Article,
Distinct pools of cAMP centre on different isoforms of adenylyl cyclase in pituitary-derived GH3B6 cells
J Cell Sci, 123 (Pt 1): 95-106 (January 2010)Wachten, Sebastian Masada, Nanako Ayling, Laura-Jo Ciruela, Antonio Nikolaev, Viacheslav O Lohse, Martin J Cooper, Dermot M F RG 31760/Wellcome Trust/United Kingdom Research Support, Non-U.S. Gov't England Journal of cell science J Cell Sci. 2010 Jan 1;123(Pt 1):95-106..
Abstract
Microdomains have been proposed to explain specificity in the myriad
of possible cellular targets of cAMP. Local differences in cAMP levels
can be generated by phosphodiesterases, which control the diffusion
of cAMP. Here, we address the possibility that adenylyl cyclases,
the source of cAMP, can be primary architects of such microdomains.
Distinctly regulated adenylyl cyclases often contribute to total
cAMP levels in endogenous cellular settings, making it virtually
impossible to determine the contribution of a specific isoform. To
investigate cAMP dynamics with high precision at the single-isoform
level, we developed a targeted version of Epac2-camps, a cAMP sensor,
in which the sensor was tagged to a catalytically inactive version
of the Ca(2+)-stimulable adenylyl cyclase 8 (AC8).

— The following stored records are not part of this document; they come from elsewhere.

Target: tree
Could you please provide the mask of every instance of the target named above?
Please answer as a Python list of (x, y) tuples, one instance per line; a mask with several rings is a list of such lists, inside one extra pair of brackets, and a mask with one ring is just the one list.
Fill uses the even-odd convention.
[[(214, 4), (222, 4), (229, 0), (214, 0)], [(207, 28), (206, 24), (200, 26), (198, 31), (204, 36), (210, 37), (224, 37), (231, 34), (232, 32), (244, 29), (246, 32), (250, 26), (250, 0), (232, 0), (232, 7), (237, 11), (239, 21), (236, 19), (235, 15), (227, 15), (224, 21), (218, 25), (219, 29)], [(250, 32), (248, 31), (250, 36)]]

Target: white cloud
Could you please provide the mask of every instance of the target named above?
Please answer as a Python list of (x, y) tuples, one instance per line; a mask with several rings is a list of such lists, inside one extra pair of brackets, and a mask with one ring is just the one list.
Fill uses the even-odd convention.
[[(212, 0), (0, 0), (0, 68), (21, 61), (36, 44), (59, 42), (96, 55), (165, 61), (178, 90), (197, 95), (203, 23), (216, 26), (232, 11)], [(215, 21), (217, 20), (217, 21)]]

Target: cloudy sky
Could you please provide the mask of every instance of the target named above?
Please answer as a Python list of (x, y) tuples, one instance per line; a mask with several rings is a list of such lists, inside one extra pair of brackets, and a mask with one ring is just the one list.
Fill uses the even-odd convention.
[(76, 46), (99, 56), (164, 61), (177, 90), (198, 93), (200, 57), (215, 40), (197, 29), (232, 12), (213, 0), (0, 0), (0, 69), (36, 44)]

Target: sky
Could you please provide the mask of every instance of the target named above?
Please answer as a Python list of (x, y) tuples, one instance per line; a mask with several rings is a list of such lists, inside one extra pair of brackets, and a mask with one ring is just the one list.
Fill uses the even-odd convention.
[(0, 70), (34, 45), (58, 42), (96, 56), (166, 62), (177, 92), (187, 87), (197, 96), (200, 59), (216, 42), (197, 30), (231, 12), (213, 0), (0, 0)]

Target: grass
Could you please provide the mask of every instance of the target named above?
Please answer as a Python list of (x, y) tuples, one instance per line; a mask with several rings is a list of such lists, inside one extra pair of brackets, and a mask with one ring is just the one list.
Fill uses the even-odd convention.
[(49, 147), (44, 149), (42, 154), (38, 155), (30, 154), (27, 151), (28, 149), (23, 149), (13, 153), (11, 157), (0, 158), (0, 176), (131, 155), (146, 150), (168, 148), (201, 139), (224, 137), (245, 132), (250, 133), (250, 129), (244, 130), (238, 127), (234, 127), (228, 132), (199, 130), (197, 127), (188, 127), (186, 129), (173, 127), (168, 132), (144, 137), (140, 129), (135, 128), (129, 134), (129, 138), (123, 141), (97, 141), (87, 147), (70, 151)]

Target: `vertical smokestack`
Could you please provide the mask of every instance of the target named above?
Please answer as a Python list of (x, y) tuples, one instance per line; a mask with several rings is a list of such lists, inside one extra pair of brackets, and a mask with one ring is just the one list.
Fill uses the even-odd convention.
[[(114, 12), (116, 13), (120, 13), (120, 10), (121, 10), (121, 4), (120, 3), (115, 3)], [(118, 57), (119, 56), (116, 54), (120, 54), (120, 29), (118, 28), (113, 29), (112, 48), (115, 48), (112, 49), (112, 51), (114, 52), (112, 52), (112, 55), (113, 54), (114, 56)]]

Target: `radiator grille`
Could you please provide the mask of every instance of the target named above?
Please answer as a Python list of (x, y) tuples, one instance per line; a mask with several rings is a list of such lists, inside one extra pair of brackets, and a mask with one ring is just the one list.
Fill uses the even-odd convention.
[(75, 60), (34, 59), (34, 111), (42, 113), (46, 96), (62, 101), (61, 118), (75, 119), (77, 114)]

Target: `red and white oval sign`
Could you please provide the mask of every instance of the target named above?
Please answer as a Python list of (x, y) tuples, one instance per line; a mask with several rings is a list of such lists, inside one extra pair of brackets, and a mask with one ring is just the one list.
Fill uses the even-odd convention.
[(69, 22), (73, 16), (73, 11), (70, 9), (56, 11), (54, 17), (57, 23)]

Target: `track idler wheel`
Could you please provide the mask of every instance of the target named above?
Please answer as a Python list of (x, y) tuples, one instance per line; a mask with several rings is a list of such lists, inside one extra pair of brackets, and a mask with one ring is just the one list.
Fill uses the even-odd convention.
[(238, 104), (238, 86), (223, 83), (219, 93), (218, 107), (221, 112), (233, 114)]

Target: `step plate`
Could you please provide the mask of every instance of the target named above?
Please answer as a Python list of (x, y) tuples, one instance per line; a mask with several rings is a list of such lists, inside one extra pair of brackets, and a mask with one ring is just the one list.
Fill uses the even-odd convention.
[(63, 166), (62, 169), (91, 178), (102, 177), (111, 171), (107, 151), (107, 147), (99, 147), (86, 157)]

This sensor, and
less stringently targeted versions of Epac2-camps, revealed opposite
regulation of cAMP synthesis in response to Ca(2+) in GH(3)B(6) pituitary
cells. Ca(2+) release triggered by thyrotropin-releasing hormone
stimulated the minor endogenous AC8 species. cAMP levels were decreased
by inhibition of AC5 and AC6, and simultaneous activation of phosphodiesterases,
in different compartments of the same cell. These findings demonstrate
the existence of distinct adenylyl-cyclase-centered cAMP microdomains
in live cells and open the door to their molecular micro-dissection.